The housemates sat there, agog, for the first time in their lives doing the mental calculation we’ve all done a million times in our heads of the distance to the finish line and the gap between two groups on the road.
‘He’s going to catch him…no he’s not…is he going to make it or be caught? Is this supposed to be happening??’
Well, no, technically it’s not. But while the coronavirus pandemic delivers unexpectedness in the worst sort of way, cycling has risen up in unequivocal opposition. Utterly mesmerising in the unforeseen ways the usual scripts are being up-ended, and the fact we haven’t got used to the supreme talent of these new cast members means we are currently living in the sweet spot before them winning everything gets boring. But ask yourself: do you think it’s ever going to get boring?
Look along the list of stage winners this week in Italy and it reads: Wout van Aert, Julian Alaphilippe, Mathieu van der Poel, Tadej Pogacar, Mathieu van der Poel, Mad Wurtz Schmidt, Wout van Aert. That is bonkers.

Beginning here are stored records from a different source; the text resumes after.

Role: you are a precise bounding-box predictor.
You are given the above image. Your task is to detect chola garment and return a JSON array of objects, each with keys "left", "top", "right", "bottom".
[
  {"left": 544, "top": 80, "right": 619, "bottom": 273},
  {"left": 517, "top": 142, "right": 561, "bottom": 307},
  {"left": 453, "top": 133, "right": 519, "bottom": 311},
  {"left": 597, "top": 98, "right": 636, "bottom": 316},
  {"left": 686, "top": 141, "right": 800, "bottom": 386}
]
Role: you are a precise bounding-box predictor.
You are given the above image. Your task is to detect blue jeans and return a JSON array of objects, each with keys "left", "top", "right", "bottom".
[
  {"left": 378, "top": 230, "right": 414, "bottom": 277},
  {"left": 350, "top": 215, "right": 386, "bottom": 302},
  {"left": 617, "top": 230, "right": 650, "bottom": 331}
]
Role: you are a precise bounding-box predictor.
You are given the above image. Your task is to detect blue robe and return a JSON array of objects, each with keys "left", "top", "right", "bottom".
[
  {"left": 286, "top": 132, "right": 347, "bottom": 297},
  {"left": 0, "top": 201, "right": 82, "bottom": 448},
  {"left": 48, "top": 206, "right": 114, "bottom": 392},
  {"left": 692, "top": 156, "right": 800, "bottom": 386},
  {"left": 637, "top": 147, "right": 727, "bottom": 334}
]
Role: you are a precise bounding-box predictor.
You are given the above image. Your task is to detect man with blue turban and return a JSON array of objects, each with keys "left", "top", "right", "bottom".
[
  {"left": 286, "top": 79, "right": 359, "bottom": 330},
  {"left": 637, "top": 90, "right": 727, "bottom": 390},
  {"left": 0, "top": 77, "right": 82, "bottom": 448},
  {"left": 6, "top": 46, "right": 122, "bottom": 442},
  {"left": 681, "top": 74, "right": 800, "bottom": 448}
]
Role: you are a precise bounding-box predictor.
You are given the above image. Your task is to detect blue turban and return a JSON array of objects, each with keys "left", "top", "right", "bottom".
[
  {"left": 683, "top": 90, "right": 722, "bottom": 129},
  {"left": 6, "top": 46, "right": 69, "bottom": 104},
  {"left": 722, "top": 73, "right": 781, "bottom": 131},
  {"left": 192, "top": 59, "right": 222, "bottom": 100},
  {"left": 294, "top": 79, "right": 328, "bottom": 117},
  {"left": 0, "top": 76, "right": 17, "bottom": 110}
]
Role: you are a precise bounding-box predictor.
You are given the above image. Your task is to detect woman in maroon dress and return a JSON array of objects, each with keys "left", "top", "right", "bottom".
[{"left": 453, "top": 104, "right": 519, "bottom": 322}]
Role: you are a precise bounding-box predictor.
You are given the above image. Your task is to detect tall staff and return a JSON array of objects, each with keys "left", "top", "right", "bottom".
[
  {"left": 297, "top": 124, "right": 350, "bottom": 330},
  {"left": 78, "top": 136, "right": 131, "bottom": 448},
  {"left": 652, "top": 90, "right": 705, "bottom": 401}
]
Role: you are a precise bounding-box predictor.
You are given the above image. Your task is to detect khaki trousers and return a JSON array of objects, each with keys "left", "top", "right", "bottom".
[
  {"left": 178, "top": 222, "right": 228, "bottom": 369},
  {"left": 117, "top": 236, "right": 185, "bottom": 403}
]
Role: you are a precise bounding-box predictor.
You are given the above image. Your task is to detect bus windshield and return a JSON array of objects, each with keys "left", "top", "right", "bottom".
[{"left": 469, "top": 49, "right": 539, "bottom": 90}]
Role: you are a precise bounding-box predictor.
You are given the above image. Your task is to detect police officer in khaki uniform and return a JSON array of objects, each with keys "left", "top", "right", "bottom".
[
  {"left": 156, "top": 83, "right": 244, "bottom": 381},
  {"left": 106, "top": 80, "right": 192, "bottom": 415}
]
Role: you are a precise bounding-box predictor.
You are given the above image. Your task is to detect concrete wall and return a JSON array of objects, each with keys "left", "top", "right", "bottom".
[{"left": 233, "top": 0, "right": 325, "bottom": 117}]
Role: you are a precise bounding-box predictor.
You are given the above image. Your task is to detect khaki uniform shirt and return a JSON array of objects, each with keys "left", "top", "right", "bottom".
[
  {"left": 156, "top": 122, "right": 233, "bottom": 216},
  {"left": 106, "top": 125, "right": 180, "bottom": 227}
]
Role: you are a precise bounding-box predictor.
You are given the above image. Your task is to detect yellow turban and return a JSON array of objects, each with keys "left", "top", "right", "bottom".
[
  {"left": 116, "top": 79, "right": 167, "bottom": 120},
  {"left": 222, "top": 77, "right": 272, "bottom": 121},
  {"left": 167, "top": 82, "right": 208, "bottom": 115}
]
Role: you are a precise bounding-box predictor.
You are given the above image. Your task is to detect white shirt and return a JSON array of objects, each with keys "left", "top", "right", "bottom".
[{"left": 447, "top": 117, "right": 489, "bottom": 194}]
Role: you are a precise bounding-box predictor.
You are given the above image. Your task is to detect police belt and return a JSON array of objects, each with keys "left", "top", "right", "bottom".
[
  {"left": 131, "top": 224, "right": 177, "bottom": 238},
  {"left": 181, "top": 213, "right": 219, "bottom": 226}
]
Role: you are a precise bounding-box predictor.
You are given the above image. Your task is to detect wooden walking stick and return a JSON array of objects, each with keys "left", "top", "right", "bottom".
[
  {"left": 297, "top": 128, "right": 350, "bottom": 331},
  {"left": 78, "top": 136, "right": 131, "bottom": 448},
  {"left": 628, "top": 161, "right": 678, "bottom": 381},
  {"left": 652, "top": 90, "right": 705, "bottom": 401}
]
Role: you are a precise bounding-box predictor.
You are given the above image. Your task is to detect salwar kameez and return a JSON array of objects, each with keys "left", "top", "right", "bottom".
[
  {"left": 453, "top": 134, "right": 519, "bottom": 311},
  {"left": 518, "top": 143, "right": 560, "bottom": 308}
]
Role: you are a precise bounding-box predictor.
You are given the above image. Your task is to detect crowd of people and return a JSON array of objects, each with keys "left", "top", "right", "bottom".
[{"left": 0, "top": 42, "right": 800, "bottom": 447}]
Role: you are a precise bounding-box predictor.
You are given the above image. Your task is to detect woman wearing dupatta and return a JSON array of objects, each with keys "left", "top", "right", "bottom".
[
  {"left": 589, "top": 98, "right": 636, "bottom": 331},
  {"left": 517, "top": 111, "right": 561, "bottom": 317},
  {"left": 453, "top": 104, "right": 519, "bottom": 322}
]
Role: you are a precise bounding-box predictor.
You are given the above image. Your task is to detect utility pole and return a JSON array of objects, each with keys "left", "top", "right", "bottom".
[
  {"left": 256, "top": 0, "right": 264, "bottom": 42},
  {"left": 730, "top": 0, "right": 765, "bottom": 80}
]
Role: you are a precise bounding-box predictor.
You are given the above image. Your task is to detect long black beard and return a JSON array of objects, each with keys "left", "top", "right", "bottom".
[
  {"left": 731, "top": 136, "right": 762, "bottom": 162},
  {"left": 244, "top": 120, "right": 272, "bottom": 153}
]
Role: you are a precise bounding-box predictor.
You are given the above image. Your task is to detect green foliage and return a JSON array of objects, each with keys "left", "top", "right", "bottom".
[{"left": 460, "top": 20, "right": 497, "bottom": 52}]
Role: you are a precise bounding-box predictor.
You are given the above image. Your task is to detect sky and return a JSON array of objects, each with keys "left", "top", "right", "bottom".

For once, this sport so attached to its history and topography, can afford for these aspects to take a back seat and hand over fully to the racing, the superstars not simply lining up on the start line but with a burning desire to win regardless of the day or occasion.
The fact that world champion Julian Alaphilippe, who it’s already easy to forget won stage two, is cast into a supporting role, means you know the racing’s not just been good, but great. That Filippo Ganna didn’t win the time trial tells us all we need to know about the level on display.
Sorry for using another cricket analogy, but the peloton is currently doing the equivalent of smashing a T20 and test match together, putting your grandma in a Tesla and just letting her have at it.
And if you think this burgeoning soap opera of Pogs, Rogs, vans Aert and der Poel (and let’s also not forget Julian Alaphilippe) this last week was good, just you wait until the Tour de France.